Steroid-Sparing Therapies for Autoimmune Disease


Rationale for controlling autoimmune disorder inflammation with steroid-sparing therapies such as immunomodulators and biologics.


Marla Dubinsky, MD: The next category of drugs includes immunomodulators. They probably were touted as the most important steroid-sparing strategy from 1980 until 1998, specifically mercaptopurine and azathioprine. They remain a very important part of practice. However, the data do not really support their use in Crohn disease because they haven’t really shown that they change the natural history as much as we may have thought they did.

As monotherapy, meaning in the absence of combining them with something else, I think they are losing momentum in most parts of North America. But in Europe, for cost reasons, they are actually a lot less expensive than the biologic-based strategies. So based on your healthcare system, the step-up approach of using an anti-inflammatory is often driven by cost.

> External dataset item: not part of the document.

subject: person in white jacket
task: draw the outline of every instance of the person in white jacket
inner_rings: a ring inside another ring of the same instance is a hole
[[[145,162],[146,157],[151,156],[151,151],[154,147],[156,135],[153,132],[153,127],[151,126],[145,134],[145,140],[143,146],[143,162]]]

The biologics are clearly more expensive than the immunomodulators that have been around for a long time.

However, there is a safety concern with immunomodulators, particularly in people who are above the age of 60 or 65. In these patients, there’s an increased risk of lymphoma. In patients under the age of 25, especially males, with these thiopurines—6-MP [6-mercaptopurine] or azathioprine—there’s an increased risk of lymphoma. One that’s of particular concern to the younger age group is something called hepatosplenic T-cell lymphoma, which is universally fatal. That was initially found when thiopurines were combined with anti-TNF [tumor necrosis factor] therapy. Everyone thought it was the TNF, and there’s a big black box warning around all the anti-TNFs talking about this lymphoma. But to be truthful, we dug a little deeper, especially in children because that was where the first 6 cases were really thought to be—pediatric only. But now there are more than 6 cases, and most of them are not of pediatric onset. They’re younger, but it could occur in anybody whom an adult or pediatric gastroenterologist would treat.

When we dug a little deeper, we realized that the risk of malignancy, particularly in children, was tied to the combination of thiopurines plus TNF or thiopurines alone, not anti-TNF alone. So we have a difficult job when we’re managing adults or young adolescents, especially males. There’s a big black box warning that talks particularly about young adolescent males. We dissected that, and we try to work on the idea that this is because of the combination and not because of the anti-TNF alone. This was a revolution to me. The concept of the importance of biologics rose because we started to see some risk factors with thiopurines, not only with TNF but alone.

Methotrexate is also considered to be an immunomodulator. That sort of gained a lot of popularity after this lymphoma started to pop up with the use of thiopurines. People were using methotrexate instead, again, often in combination with an anti-TNF. The whole reason for the combination appears to be tied to the fact that biologics, particularly anti-TNFs, can be cleared quickly through the body. So it’s based on their pharmacokinetics. These 2 drugs could actually help increase the drug level, or drug concentration, to help keep the TNF working longer and make it more durable. So they are companions, but there are new strategies to do that with the anti-TNFs where you don’t need the second drug.